Open gsmet opened 3 months ago
/cc @cescoffier (netty), @franz1981 (netty), @jponge (netty)
Note that this isn't the only issue I have with Netty.
I also get the following for some tests:
Class loader QuarkusClassLoader:QuarkusUnitTest ClassLoader for InvalidAttributesConfigTest@27494e46 has been closed and may not be accessed anymore
java.lang.Exception: Stack trace
at java.base/java.lang.Thread.dumpStack(Thread.java:1389)
at io.quarkus.bootstrap.classloading.QuarkusClassLoader.ensureOpen(QuarkusClassLoader.java:727)
at io.quarkus.bootstrap.classloading.QuarkusClassLoader.loadClass(QuarkusClassLoader.java:501)
at io.quarkus.bootstrap.classloading.QuarkusClassLoader.loadClass(QuarkusClassLoader.java:514)
at io.quarkus.bootstrap.classloading.QuarkusClassLoader.loadClass(QuarkusClassLoader.java:503)
at io.netty.util.concurrent.PromiseTask.runTask(PromiseTask.java:95)
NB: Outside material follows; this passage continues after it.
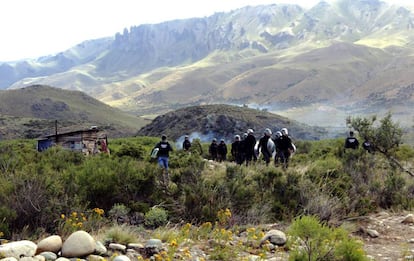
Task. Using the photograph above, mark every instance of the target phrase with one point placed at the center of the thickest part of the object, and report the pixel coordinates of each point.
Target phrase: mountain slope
(32, 111)
(224, 121)
(352, 55)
at io.netty.util.concurrent.ScheduledFutureTask.run(ScheduledFutureTask.java:159)
at io.netty.util.concurrent.AbstractEventExecutor.runTask(AbstractEventExecutor.java:173)
at io.netty.util.concurrent.GlobalEventExecutor$TaskRunner.run(GlobalEventExecutor.java:262)
at io.netty.util.internal.ThreadExecutorMap$2.run(ThreadExecutorMap.java:74)
at io.netty.util.concurrent.FastThreadLocalRunnable.run(FastThreadLocalRunnable.java:30)
at java.base/java.lang.Thread.run(Thread.java:840)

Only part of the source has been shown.